Pas de réhabilitation du major Davel

La désobéissance civile fait peur au Grand Conseil, 300 ans après la décapitation du révolutionnaire


 Raphaël Besson

Raphaël Besson

25 janvier 2023 à 02:01

Parlement » Hier, 24 janvier, jour de l’Indépendance du canton de Vaud, le Grand Conseil n’a pas voulu débattre d’une éventuelle réhabilitation du major Davel dont on célèbre cette année le 300e anniversaire de la mort. La motion du vert Raphaël Mahaim, aujourd’hui conseiller national, a tout simplement été retirée après une brève présentation des enjeux. Pour la majorité de la commission, la question de la désobéissance civile se profilait derrière ce texte proposé par un député, par ailleurs membre d’Avocat pour le climat.
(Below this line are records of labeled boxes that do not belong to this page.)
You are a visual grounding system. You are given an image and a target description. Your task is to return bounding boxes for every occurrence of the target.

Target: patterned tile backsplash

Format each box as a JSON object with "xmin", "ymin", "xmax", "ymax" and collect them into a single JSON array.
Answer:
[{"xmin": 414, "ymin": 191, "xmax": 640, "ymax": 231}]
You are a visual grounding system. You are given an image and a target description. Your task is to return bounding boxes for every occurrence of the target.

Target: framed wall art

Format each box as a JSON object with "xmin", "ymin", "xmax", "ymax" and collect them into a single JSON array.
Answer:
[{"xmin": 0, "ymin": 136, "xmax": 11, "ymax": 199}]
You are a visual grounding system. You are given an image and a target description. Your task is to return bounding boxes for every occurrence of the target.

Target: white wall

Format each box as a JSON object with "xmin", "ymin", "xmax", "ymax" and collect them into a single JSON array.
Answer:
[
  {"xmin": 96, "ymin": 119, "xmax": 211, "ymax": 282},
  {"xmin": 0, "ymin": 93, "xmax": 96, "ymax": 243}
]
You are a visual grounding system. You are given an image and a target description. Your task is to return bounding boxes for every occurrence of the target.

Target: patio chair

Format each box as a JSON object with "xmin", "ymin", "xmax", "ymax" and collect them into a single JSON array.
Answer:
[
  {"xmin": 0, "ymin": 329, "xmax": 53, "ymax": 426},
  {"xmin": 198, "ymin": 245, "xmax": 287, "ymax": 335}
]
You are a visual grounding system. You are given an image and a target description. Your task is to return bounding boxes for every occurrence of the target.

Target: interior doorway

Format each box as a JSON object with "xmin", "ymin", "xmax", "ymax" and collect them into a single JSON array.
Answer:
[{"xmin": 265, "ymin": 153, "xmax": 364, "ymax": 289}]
Dans sa motion, Raphaël Mahaim souligne que le tricentenaire de la mort du major Davel apparaît comme «une occasion unique de faire un travail historiographique complet sur cette figure historique vaudoise». Confiée à une commission, cette tâche enrichirait «la mémoire collective», avec dans la foulée «une réhabilitation solennelle du major». Lors des discussions en commission, l’élu écologiste a fait savoir qu’il jugeait que les autorités devaient «s’emparer» de ce moment particulier pour en faire «un acte officiel, voire solennel».

Séparation des pouvoirs

Lors de la présentation de la motion devant le plénum, le rapporteur de commission, Nicolas Suter (plr), a rappelé que ce n’était pas la première demande de réhabilitation, mais qu’aucune n’avait abouti en raison de la complexité du sujet.

La majorité de la commission voit dans cette motion «une charge contre la séparation des pouvoirs puisque la révision des procès relève de la justice et pas de la politique». Pour mémoire, une requête a été adressée en 1998 au Tribunal cantonal par des descendants de Davel. Le tribunal n’a pas jugé l’affaire parce qu’il a considéré qu’il ne restait plus de dommages résultant de la condamnation du major.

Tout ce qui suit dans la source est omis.